Мышонок прекратил возбуждать себя, но в голосе его не было ни раздражения, ни нетерпения.

— Я завалю тебя сокровищами, Мышонок, я осыплю тебя самоцветами. Одарю тебя россыпями баснословно дорогих украшений. И половиной своего королевства. Мы стоим с тобой перед алтарем, темным, как ночь, но в глубине его мерцает огонь, а на тебе — все эти драгоценности. Ты понимаешь, понимаешь?

— Да, да, милый зверь, мой Волчище. Я понимаю.

— Позволь мне оседлать твое золотистое тело? Ты не сердишься? Я так сразу и слов-то верных не найду, чтобы сказать это иначе. Мышонок… как ты думаешь… возможно ли всеобщее примирение?..

— Да, всеобщее примирение возможно….

— И… все слезы будут осушены? Я… Мне все равно. Я хочу сказать… Мышонок… Ты спешишь?

— Рехнулся. Да нет, конечно.

— Потом, позже… Это тайна… Когда последние звезды погаснут и отгоревший шлак их осыплется с тверди небесной, будет ли тогда… Ну да.
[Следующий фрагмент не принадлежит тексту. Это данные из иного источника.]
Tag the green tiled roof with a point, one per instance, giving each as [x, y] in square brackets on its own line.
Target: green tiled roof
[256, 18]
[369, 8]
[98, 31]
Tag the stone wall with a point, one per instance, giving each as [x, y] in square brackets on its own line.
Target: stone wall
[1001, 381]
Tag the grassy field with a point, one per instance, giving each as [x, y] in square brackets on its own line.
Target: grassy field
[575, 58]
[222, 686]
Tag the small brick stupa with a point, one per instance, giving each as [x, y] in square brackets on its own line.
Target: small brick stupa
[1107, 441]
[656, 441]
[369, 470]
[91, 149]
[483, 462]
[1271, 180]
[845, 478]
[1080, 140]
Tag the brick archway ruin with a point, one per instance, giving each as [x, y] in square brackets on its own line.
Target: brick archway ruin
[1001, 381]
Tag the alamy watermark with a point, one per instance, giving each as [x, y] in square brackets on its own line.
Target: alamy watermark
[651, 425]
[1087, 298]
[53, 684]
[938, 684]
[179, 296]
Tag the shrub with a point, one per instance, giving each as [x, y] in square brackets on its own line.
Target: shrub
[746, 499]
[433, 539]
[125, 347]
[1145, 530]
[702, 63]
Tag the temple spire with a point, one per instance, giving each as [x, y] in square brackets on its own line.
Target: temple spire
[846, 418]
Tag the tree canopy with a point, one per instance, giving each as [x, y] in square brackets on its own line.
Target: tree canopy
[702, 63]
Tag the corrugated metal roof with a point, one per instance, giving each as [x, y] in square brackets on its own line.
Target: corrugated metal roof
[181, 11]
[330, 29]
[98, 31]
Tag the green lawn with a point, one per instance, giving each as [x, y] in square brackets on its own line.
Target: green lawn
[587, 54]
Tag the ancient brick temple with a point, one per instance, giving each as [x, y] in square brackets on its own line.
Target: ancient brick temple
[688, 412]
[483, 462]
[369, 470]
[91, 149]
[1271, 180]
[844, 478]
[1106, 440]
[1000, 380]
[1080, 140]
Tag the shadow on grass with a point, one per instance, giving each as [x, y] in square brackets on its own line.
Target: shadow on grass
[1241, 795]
Я встал, чтобы сходить по малой нужде, но быстро вернулся в постель, как будто ей — словно брошенному гнезду — грозила опасность, замешкайся я чуть подольше. Пламя свечи перед статуэткой металось на легком сквозняке, возникшем то ли из-за моих хождений туда-сюда, то ли из-за слабого шептуна-ветерка, который, едва слышный, с шелестом струился в приоткрытое окно. Она стала чуть короче, свеча, с тех пор как я зажег ее, — ненамного, но все же короче; а иначе и быть не могло.